Since being here I have fallen in with the arts scene and taken up performing stand up comedy. Blending my passion for science with comedy has given me new purpose and a focus on scientific communications and outreach. Barcelona City FM provides the perfect environment to practice this craft with its reach of tens of thousands of people. In this respect, Barcelona has allowed me to achieve dreams I had not even been aware of!
How many pro Spanish unity protestors were there on Sunday on Via Laietana, 350,000 or 950,000? Depends on who you speak to and which newspaper you read. Whatever your point of view there were a lot and enough to remind us that Catalonia is fundamentally divided on independence.
Spanish national broadcasters continue to report on the list of Catalan based companies that are leaving, most notably La Caixa, Sabadell and Fenosa is this a real economic problem or fearmongering by scared anti-independence campaigners? The economic impact of transferring your headquarters is limited to taxation on profit. Services don’t move, employees mainly don’t move and many of the shareholders receiving dividends were not here anyway. That being said the symbolism of Catalonia’s largest companies leaving should be a wake-up call that leaving Spain and therefore the EU, UN and WTO is a big deal and one which should and would take years to fully negotiate and implement.
If Puigdement on Tuesday formally announces the results of the referendum, for which the local press indicate 90% voted “si”, and remains true to his campaign promise, this would give him 48 hours to make a formal declaration of independence. The ball would be in Rajoy’s court to impede this, either by carrot, with an offer of dialogue or by stick by arresting, or threatening to arrest, members of the Catalan parliament.

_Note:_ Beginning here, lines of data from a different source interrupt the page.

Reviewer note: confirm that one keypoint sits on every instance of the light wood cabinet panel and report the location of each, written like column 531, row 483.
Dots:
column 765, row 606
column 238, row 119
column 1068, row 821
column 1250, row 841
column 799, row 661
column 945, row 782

The Newspapers today are full of the economic ramifications of the uncertainty created by the moves towards independence. The two largest banks have grabbed the headlines with Sabadell announcing a move to Alicante and the board of directors of La Caixa will meet today to discuss a move to Palma. We should not be surprised by this, financial services value the ability to sell their services to the widest possible audience without barriers and will move to the largest centralised market available.
Meanwhile, the chief of Mossos, Josep Lluís Trapero heralded by many Catalans as a hero for not ordering police to violently remove voters last weekend is now being prosecuted for sedition by Madrid for failing in his duties. A reminder that despite many locals considering the Mossos d’esquadra as being a “local” police force they still fall under Spanish law and therefore accountable to the Spanish public prosecutor.
Expect to see a big pro-unity protest on Sunday, this time organised by the SCC, but Monday will be the real show-down, we know that the Constitutional court has ruled that Monday’s parliamentary session where Pugidemont was expected to make a unilateral declaration of independence has been ruled illegal. So if it goes ahead we may see Policia Nacional intervene and arrest members of the Catalan Parliament which in turn will provoke many pro-nationalist Catalans to take to the streets.